Baskin was born in New Brunswick, New Jersey. While he was a student at Yale University, he founded Gehenna Press, a small private press specializing in fine book production. From 1953 until 1974, he taught printmaking and sculpture at Smith College in Northampton, Massachusetts. Subsequently Baskin also taught at Hampshire College in Amherst, Massachusetts.
He lived most of his life in the U.S., but spent nine years in Devon at Lurley Manor, Lurley, near Tiverton, close to his friend Ted Hughes, for whom he illustrated Crow. Sylvia Plath dedicated "Sculptor" to Leonard Baskin. It was the penultimate poem in The Colossus (1960).
Leonard Baskin, Franklin Delano Roosevelt Memorial, Washington, D.C., (dedicated 1997), detail
His public commissions include a bas relief for the Franklin Delano Roosevelt Memorial and a bronze statue of a seated figure, erected in 1994 for the Holocaust Memorial in Ann Arbor, Michigan.
His works are owned by many major museums including the Metropolitan Museum of Art, the Museum of Fine Arts, Boston, the Museum of Modern Art, the Art Institute of Chicago, the Boca Raton Museum of Art, the British Museum, the Honolulu Museum of Art and the Vatican Museums. The archive of his work at the Gehenna Press was acquired by the Bodleian Library at Oxford, England, in 2009.
Baskin taught at Smith College from 1953 to 1974. [1]

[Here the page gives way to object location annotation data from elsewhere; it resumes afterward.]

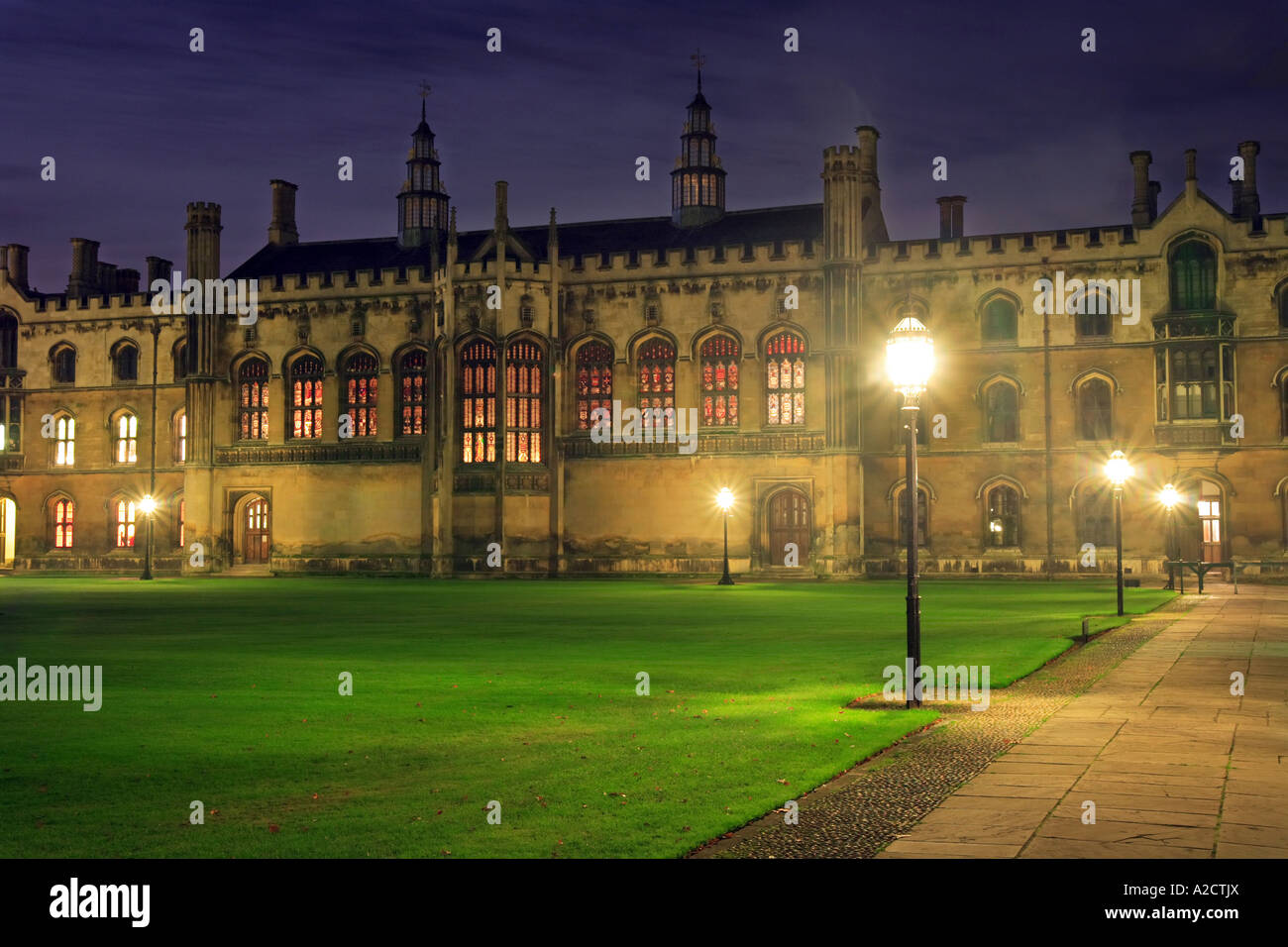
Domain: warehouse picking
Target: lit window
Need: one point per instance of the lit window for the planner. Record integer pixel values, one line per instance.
(360, 393)
(657, 381)
(64, 514)
(64, 441)
(719, 359)
(127, 434)
(478, 402)
(593, 382)
(1003, 523)
(307, 397)
(253, 405)
(785, 379)
(124, 523)
(524, 403)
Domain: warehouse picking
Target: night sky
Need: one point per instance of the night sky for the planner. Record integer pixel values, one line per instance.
(1035, 132)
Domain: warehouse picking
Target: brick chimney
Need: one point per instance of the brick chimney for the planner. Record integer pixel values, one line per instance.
(281, 228)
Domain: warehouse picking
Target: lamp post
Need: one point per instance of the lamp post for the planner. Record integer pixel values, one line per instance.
(910, 361)
(724, 500)
(1170, 497)
(149, 505)
(1119, 472)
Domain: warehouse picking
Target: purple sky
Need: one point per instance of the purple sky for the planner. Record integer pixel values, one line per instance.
(1035, 132)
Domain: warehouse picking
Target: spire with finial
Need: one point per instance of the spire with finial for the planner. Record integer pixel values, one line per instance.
(423, 201)
(697, 182)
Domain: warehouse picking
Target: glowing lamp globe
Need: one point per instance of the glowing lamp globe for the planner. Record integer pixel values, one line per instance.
(1117, 468)
(910, 357)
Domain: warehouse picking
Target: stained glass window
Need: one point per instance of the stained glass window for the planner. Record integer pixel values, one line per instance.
(307, 397)
(411, 394)
(593, 381)
(361, 384)
(64, 514)
(785, 379)
(657, 380)
(64, 441)
(719, 357)
(1003, 421)
(478, 402)
(127, 436)
(1003, 526)
(124, 523)
(523, 402)
(253, 405)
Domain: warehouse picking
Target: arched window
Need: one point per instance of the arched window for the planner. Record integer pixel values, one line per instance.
(785, 379)
(1193, 269)
(1003, 515)
(1095, 410)
(64, 440)
(125, 438)
(593, 381)
(253, 401)
(8, 341)
(1095, 510)
(657, 380)
(1001, 321)
(411, 393)
(1095, 320)
(307, 397)
(1003, 412)
(922, 515)
(719, 356)
(125, 363)
(478, 402)
(180, 437)
(62, 365)
(361, 380)
(124, 522)
(63, 521)
(524, 403)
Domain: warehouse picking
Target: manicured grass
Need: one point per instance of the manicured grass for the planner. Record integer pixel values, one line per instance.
(524, 692)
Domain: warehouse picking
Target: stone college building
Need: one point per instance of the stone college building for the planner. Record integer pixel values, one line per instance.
(399, 405)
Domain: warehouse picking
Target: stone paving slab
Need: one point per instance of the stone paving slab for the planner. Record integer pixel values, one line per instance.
(1140, 722)
(1190, 772)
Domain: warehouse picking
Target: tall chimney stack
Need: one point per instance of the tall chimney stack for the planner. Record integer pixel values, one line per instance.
(84, 278)
(18, 264)
(281, 228)
(204, 230)
(1141, 215)
(1247, 202)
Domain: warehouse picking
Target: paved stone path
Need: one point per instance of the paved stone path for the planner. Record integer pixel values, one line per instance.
(1175, 764)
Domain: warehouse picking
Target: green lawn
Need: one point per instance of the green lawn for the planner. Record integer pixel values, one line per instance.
(226, 690)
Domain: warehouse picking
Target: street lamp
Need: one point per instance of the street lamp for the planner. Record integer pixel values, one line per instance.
(1119, 472)
(149, 505)
(1168, 496)
(910, 361)
(724, 500)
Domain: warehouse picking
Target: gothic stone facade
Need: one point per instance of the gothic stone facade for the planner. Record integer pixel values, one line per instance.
(469, 364)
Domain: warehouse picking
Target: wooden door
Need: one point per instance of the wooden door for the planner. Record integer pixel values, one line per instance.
(789, 522)
(257, 531)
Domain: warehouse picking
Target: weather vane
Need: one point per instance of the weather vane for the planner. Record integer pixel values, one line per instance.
(698, 62)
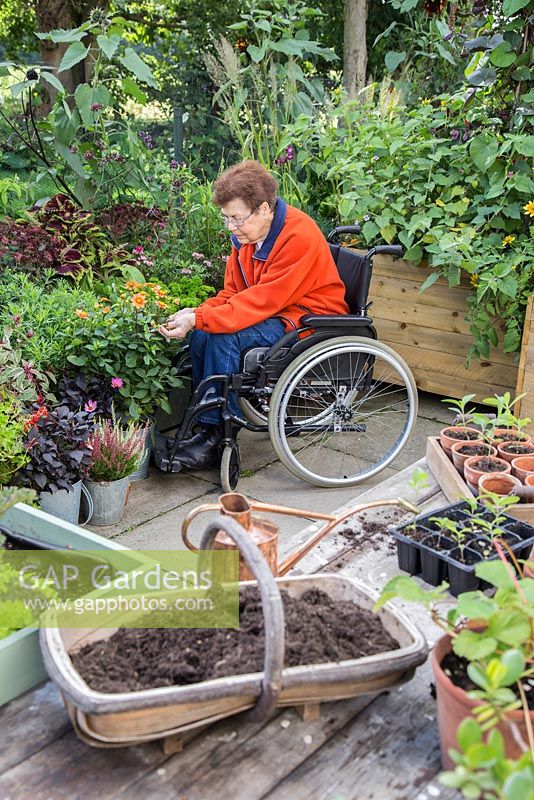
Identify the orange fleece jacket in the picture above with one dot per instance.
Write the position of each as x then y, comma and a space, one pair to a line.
299, 276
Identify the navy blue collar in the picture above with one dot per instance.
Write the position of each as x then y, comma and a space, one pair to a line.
268, 243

In 1955 he was one of eleven New York artists featured in the opening exhibition at the Terrain Gallery. In 1966 he was featured in the documentary, "Images of Leonard Baskin" by American filmmaker Warren Forma. Leonard Baskin was a first cousin of American modern dancer and choreographer, Sophie Maslow. He died on June 3, 2000 at the age of 77. The Art Institute of Portland has a memorial to him.